K8s CRD size limits
Size concerns when deploying a large software project on k8s
Working on a large k8s deployment project for OpenStack we've hit a few limits with our k8s operators. I recently decided to take a closer look at CRD size limits, how to properly calculate them, and what to watch out for in both the short and long term.
How we use Custom Resource Definitions
A Custom Resource Definition (CRD) is a way you can extend the k8s API and we use it heavily to deploy OpenStack. One of our deployment goals has been to streamline deployment around Controlplane and Dataplane concepts. This split works well since the Controlplane's OpenStack services get deployed natively on k8s via operators and the Dataplane services get deployed on RHEL via Ansible. The Dataplane has a few different CRDs to help drive Ansible via an Operator native workflow. The Controlplane CRD encapsulates the configuration, scaling, orchestration, and updating of over 20 "service operators". Our Controlplane CRD has ended up growing quite large so it is the one this article will focus on.

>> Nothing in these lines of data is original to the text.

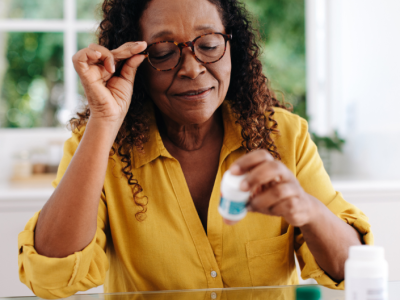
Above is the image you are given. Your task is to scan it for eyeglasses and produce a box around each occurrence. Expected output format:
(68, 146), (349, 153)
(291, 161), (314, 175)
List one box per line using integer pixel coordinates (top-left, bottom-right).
(140, 32), (232, 71)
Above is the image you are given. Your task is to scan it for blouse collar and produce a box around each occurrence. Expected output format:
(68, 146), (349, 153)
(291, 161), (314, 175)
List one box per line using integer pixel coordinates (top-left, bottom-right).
(132, 101), (243, 169)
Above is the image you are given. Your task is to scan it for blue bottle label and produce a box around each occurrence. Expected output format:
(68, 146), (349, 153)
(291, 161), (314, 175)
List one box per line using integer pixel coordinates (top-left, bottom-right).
(220, 196), (229, 211)
(220, 197), (246, 215)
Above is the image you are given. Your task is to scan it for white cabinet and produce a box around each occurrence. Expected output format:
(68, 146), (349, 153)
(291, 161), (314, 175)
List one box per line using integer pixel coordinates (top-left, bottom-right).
(333, 181), (400, 281)
(0, 211), (42, 297)
(0, 186), (104, 297)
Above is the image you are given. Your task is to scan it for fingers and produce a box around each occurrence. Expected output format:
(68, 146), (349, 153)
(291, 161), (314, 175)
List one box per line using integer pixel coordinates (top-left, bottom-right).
(230, 150), (274, 175)
(119, 54), (146, 85)
(223, 219), (239, 226)
(248, 182), (298, 214)
(84, 48), (102, 63)
(269, 197), (300, 217)
(88, 43), (115, 73)
(72, 48), (103, 74)
(74, 42), (148, 78)
(240, 160), (290, 192)
(111, 41), (147, 61)
(112, 42), (147, 84)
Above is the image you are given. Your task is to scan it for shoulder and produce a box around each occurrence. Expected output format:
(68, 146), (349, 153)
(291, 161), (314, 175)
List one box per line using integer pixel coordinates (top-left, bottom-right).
(71, 124), (87, 137)
(63, 125), (87, 152)
(269, 107), (308, 136)
(267, 107), (311, 167)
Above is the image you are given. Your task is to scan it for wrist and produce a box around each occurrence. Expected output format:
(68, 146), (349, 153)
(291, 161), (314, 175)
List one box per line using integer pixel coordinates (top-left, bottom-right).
(299, 194), (322, 230)
(87, 116), (123, 135)
(85, 117), (122, 149)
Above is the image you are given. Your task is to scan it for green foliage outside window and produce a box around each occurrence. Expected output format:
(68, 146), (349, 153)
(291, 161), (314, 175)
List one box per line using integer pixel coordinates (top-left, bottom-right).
(0, 32), (63, 127)
(77, 0), (103, 20)
(245, 0), (345, 166)
(245, 0), (306, 119)
(0, 0), (306, 128)
(3, 0), (63, 19)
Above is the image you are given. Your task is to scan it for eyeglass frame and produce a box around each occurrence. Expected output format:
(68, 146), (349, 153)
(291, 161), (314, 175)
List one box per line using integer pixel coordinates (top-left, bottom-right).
(139, 32), (233, 71)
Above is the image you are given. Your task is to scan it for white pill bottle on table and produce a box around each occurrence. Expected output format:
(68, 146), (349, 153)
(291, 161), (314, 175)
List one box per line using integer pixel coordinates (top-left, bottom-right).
(218, 170), (250, 221)
(345, 245), (388, 300)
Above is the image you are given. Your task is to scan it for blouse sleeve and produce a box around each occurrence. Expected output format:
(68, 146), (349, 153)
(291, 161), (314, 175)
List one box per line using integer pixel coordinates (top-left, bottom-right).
(292, 117), (373, 290)
(18, 126), (109, 299)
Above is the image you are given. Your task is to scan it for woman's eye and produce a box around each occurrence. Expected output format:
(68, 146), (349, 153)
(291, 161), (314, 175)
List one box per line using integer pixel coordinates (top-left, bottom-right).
(199, 45), (218, 51)
(151, 52), (174, 60)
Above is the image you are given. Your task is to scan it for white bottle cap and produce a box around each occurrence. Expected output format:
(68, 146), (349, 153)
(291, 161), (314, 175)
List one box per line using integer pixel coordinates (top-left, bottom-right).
(221, 170), (249, 200)
(349, 245), (385, 261)
(222, 170), (246, 187)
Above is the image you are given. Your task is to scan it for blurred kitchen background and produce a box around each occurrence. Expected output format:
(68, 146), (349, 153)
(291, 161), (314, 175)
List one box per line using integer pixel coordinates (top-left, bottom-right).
(1, 0), (400, 297)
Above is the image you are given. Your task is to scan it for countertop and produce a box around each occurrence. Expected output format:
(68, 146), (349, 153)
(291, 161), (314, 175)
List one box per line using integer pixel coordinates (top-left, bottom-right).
(2, 282), (400, 300)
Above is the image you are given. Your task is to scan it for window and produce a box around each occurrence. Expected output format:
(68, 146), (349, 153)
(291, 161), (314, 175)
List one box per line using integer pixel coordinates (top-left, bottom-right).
(0, 0), (306, 128)
(246, 0), (306, 118)
(0, 0), (101, 128)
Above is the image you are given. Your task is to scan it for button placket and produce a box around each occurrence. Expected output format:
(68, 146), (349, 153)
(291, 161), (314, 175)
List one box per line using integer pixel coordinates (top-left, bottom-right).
(164, 158), (223, 289)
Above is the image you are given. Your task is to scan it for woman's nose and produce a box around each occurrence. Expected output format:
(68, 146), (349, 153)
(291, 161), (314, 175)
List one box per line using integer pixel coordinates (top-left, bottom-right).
(176, 48), (206, 79)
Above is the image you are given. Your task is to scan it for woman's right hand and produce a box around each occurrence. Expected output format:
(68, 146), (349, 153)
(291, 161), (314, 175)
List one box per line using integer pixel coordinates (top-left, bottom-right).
(72, 41), (147, 126)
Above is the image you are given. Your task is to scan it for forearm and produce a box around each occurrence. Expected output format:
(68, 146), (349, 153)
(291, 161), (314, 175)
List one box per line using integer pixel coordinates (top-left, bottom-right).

The metadata.annotations limit
The first limit we hit with the ControlPlane was:
metadata.annotations: Too long: must have at most 262144 bytes
This had to do with the size limit on annotations in k8s (262144 bytes) and the fact that our k8s operators all default to using the kubectl default for client side apply. When using client side apply to create or update a CRD it stores a full version of that CRD in an annotation. This is so it can compare it for future updates. This isn't strictly a CRD size limit, though, and can be avoided by simply using --server-side with 'kubectl apply' commands. It also doesn't get triggered if you deploy your CRDs via OLM (Operator Lifecycle Manager) which is our primary deployment use case. Our CRD size continued to grow...
The Etcd limit
Search online 'what is the CRD size limit' and you'll likely get an answer around 1MB. Keep digging and you'll find that the actual limit depends on how your Etcd cluster gets configured when deployed. The upstream default request size limit for etcd is currently 1.5MB https://etcd.io/docs/v3.5/dev-guide/limit/. The Red Hat OpenShift k8s distribution happens to use this same limit. OpenShift also does not support changing this limit. This is the hard limit on CRD size. Also, It appears the k8s API also checks for this same limit but it is the underlying etcd storage limit which is the driver.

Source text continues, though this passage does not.